I just got off a new route in Zion. We did stacks of hard aid. Aid is dead. Not cool. Mostly a sport for dorks like me who can't free climb moonlight. We talked about this topic up there as we are tasked with rating a bunch of difficult sandstone nailing. Ryan AKA "YO" said: " The aid scale is kind of lame because it's overkill. It's either A1, A2+, or A4 because the scale is topped out at A5 and you are a blowhard if you use the 5." In our little world, the 4 means you will likely get hurt, or hurt bad if you blow it.
A6 or A6+ = BLOWHARD.
Unlike the open-ended free scales, the aid scale should not be opened up. You don't have to be Sharma or Yuji to do an A5, just a little nuts and very lucky, or unlucky to have actually found an A5 pitch. I've fallen on beaks, heads, and shitty old sticking out Bridwell rivets and had them all hold.
Show me an A5 pitch. I'll wager that none have yet been found in Zion. That is saying a lot for the hundreds of aid routes that have been done there. I'll bet only 1 or 2 have actually claimed A5 pitches. Flying Bryan, Burt and Ammon have done some crazy aid climbing there (stigmata, the arch on red arch...) I've not seen any A5 on their topos...

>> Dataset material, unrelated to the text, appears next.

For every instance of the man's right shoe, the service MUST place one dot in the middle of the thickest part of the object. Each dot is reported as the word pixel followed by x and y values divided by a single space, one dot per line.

A6 (no anchor)--WHY? BLOWHARDS. These folks should be embarrased for thier blatant hot air.
Pete, Thank you for that link. I have been fascinated with hard Fisher Tower aid lines (not that I will ever actually try one,) and have always found Beyer intriguing. I think that his original "no holes deeper than 1/4 inch on the FA" is officially bunk. Two things to Beyer's credit though: 1. Beyer had his own aid rating scale (see Desert Rock 4)so if he wants to call it A6, than it was Beyer A6. 2. Having spent a bit of time in the desert alone I can attest that your perceptions tend to get a bit warped.
My definition of A6- If you fall you and your partner die, along with everyone else who happens to be on the route. Your life insurance will also be revoked, and your bereaved will be audited by the IRS.

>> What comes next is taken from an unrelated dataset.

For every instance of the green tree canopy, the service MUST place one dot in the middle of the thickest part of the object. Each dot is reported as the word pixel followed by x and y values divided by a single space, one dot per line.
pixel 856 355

It's a shame that all of this A6, chopped bolts on WOEML, lying about drilling on routes shit happened.
Beyer is/was a FULL ON BADASS....as I said above... A TOTAL VISIONARY. Go try some of his hard stuff in the Fishers and get back to me. When you are pounding in a beak with your belayer down below sending you up beers...remember he was all alone up there pounding in blades n heads and shit back in the day. WAY BURLY. SUPER IMPRESSIVE.

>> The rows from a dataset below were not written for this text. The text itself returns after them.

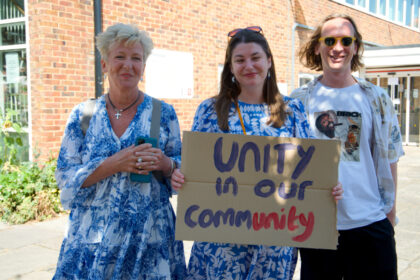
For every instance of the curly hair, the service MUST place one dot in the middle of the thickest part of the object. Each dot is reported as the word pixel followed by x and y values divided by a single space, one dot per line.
pixel 229 91
pixel 310 59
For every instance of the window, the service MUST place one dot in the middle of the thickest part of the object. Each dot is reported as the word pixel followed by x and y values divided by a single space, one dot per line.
pixel 400 10
pixel 392 10
pixel 372 6
pixel 13 74
pixel 409 9
pixel 403 12
pixel 382 7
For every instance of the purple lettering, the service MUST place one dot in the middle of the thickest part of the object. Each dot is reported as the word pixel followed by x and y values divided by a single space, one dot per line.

Sometimes people do/say stupid shit...I know I have.
Dude is a frigging legend...it's a shame that his rep was tarnished by his stupid actions.
Go figure huh?
Anyhoo, if I ever run into him out and about...I am going to buy him a beer and tell him he did a great job.
I was under the impression that A6 was really just A5 where you failed, got resurrected ( after making your saving throw vs -1 Constitution....) and on your second attempt bit it again. Unfortunately at this point you have either run out of gold or the local cleric is pissed when he learns you are Chaotic Neutral and there is no third chance for you....
Perhaps this is the most difficult aid climb ever, but it is not A6+. Why? There is no A6+. The system is capped because it is based on the the number of continuous body weight placements. Since most believe that there has never been an actual A6 climb, it doesnt make any sense to skip a grade. Props to these guys for putting up what looks to be a very hard route in the fishers, but IMO their claim takes away slightly from what should be a celebrated accomplishment.